Waberthwaite is a small, former rural civil parish (about 4 square miles in area) on the south bank of the estuary of the River Esk, in Cumberland, Cumbria, England.

It is well known for its Cumberland sausages, and lists among its other assets a granite quarry that is a Site of Special Scientific Interest (SSSI); the Esk estuary, which forms part of the Drigg Coast Special Area of Conservation (SAC) - a designation for areas of European importance; the 800-year-old St. John's Church,[2] and the remains of two Anglian/Norse crosses of an earlier period.

Linguistic authorities affirm that the name Waberthwaite was originally Old Norse Veiðr buð þveit, meaning hunting or fishing booth clearing.

It changed hands a number of times after that, but at the time of the Norman Conquest (1066) most of modern-day Cumbria was held by the Scottish king Malcolm III, though the southern territories of Furness, Cartmel and the Manor of Hougun (which included Millom and extended as far north as Bootle, Cumbria), were held by the Saxon earl, Tostig Godwinson, and were regarded as part of his Yorkshire lands.

By the time of the compilation of the Domesday Book in 1086, the Normans had not encroached beyond the 1066 boundaries, and Bootle was still the northern limit of their holdings in West Cumberland.

Waberthwaite is not mentioned in the Domesday Book, so it appears that it was the southern limit of land held by King Malcolm III in West Cumberland, though it had been settled by Norsemen by then, or possibly it was a no-man's land remote from proper control by Malcolm III and of no value or interest to the Normans.

It is now an SSSI because its faces and outcrops provide excellent exposure of granodiorite rock, which is an unusual variety of Eskdale granite and is seldom well-exposed[13] The quarrying and agricultural engineering company Ord and Maddison started extracting rock from the quarry in about 1883,[14] but ceased operations in the 1890s because of transport difficulties in getting their product up a steep hill to the main road from where it could be taken by truck and steam engine to Eskmealas railway station.
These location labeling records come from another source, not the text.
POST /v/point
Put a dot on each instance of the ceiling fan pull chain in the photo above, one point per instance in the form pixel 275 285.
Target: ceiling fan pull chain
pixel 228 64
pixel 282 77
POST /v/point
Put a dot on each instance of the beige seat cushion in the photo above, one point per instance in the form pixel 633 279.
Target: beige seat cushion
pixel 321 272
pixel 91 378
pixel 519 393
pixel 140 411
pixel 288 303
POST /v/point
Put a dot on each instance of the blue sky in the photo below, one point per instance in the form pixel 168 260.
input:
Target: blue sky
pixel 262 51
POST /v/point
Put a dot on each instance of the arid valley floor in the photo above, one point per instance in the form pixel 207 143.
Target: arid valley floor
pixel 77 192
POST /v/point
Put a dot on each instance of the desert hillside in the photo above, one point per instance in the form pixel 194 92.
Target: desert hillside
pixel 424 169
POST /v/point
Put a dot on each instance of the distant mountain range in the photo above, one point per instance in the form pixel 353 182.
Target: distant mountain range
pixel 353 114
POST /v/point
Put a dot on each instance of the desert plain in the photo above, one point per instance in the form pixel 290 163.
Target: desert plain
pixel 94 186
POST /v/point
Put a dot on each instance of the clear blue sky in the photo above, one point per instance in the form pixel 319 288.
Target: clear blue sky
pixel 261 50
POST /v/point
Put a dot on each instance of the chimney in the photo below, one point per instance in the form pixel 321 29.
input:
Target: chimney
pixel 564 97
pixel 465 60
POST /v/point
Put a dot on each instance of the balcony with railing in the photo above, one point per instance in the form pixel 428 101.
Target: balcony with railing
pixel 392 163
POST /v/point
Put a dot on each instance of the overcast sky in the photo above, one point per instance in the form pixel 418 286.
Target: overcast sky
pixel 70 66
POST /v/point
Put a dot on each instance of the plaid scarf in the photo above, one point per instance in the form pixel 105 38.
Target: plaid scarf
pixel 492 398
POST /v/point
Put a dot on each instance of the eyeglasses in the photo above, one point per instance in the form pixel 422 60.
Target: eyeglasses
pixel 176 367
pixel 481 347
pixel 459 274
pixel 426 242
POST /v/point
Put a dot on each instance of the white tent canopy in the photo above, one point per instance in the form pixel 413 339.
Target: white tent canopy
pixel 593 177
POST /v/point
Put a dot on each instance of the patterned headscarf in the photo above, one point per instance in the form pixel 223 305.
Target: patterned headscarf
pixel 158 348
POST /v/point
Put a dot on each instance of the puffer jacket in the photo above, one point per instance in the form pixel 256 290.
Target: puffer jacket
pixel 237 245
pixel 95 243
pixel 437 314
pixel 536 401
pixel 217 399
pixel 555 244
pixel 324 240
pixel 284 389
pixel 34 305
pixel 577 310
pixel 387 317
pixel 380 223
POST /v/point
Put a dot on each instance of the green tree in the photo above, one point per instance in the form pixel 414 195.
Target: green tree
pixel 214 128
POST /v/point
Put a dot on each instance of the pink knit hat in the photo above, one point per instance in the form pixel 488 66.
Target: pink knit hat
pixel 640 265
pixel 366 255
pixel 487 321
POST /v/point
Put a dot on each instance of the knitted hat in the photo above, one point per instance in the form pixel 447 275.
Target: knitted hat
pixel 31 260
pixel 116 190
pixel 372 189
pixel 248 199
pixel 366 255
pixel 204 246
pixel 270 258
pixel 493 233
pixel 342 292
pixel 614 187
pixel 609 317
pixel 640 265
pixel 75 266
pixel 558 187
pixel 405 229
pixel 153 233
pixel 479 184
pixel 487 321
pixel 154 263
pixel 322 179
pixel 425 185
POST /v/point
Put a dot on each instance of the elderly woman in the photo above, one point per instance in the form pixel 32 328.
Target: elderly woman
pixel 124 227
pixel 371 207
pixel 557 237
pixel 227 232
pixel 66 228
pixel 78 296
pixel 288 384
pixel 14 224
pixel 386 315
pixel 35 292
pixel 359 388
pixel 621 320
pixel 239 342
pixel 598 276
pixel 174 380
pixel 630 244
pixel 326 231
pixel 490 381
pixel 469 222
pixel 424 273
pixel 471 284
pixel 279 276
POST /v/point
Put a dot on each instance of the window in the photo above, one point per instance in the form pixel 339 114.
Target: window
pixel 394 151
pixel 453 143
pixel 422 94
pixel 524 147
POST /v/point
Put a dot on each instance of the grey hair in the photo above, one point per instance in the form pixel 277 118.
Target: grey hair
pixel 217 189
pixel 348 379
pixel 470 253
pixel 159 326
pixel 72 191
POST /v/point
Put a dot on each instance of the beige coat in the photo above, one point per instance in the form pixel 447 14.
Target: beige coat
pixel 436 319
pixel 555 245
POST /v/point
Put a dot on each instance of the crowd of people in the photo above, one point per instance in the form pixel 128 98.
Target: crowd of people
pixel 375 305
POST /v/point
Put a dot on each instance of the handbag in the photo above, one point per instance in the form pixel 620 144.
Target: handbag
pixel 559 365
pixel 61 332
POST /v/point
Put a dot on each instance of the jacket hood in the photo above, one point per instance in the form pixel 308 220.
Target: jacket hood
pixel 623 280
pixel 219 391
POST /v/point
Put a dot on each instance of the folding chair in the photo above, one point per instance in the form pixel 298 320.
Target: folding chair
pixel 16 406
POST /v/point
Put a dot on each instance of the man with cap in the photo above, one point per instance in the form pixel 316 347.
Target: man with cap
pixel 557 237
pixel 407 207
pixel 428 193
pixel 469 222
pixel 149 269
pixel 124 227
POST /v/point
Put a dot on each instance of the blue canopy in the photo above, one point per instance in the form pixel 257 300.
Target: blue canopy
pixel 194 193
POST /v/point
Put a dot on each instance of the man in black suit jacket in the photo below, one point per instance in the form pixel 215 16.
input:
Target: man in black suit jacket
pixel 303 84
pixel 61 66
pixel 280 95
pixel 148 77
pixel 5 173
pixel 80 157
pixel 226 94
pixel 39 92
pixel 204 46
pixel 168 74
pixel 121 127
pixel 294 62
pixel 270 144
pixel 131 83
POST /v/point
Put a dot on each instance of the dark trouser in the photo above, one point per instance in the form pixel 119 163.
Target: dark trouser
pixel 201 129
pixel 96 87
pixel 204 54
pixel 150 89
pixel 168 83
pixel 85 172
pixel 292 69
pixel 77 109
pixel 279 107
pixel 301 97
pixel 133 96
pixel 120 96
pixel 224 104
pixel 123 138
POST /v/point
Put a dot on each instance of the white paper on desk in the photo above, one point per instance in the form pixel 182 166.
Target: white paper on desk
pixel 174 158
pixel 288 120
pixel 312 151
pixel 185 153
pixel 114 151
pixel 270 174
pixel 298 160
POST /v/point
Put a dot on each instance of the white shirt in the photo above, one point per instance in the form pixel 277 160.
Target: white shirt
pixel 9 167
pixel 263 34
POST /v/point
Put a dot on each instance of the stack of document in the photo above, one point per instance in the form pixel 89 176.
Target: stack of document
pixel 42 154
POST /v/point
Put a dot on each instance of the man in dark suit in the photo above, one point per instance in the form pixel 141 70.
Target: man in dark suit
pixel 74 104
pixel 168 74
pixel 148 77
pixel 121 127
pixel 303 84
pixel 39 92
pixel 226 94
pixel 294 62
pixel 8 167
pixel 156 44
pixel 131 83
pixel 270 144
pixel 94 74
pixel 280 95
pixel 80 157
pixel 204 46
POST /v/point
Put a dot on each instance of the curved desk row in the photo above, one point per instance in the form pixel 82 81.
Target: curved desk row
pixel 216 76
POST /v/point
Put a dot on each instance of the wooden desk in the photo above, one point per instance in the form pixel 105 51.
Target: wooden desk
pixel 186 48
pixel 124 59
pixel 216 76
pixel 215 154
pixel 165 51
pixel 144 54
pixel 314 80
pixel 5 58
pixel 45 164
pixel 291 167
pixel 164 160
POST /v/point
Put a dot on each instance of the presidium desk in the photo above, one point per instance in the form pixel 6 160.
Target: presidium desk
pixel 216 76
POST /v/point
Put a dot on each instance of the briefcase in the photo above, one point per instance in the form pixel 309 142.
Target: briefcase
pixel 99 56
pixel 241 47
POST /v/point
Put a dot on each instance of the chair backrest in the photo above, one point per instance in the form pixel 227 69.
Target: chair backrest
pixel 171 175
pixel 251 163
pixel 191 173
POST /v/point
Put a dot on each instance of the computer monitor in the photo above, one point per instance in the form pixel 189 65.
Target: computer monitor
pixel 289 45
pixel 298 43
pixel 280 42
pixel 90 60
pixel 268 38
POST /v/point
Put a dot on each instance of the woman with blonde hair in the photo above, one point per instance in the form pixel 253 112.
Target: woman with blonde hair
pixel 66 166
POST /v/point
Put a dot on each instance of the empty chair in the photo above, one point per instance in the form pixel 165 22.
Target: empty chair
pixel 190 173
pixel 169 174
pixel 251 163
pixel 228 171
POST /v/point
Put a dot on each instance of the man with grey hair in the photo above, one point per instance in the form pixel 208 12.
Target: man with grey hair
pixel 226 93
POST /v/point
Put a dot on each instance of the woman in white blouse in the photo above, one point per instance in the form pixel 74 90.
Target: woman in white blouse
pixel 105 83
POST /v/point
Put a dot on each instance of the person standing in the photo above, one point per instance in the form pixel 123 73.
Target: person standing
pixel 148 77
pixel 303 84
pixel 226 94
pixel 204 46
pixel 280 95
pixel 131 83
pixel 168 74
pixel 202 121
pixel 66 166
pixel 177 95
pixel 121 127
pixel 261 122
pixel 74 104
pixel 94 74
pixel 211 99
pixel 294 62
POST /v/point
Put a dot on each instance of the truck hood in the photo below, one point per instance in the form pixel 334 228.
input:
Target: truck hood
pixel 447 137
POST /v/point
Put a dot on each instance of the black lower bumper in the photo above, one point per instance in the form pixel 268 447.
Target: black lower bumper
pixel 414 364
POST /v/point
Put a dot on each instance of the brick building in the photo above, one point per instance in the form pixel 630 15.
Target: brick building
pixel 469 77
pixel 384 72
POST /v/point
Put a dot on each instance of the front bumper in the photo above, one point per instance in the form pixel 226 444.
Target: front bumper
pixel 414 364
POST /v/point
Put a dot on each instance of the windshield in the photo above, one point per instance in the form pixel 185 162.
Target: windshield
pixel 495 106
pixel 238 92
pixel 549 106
By 1913 the quarry was well equipped with stone breaking machinery, rotary screens, cubing mill, a steam loco, cranes, compressed air rock drills, and an aerial ropeway that carried the quarry products to a railway siding at Monk Moors.

The new company replaced the aerial ropeway with two Bedford trucks and ran operations on a smaller scale, but it struggled, and despite a slight recovery during the Second World War, the quarry closed in 1946.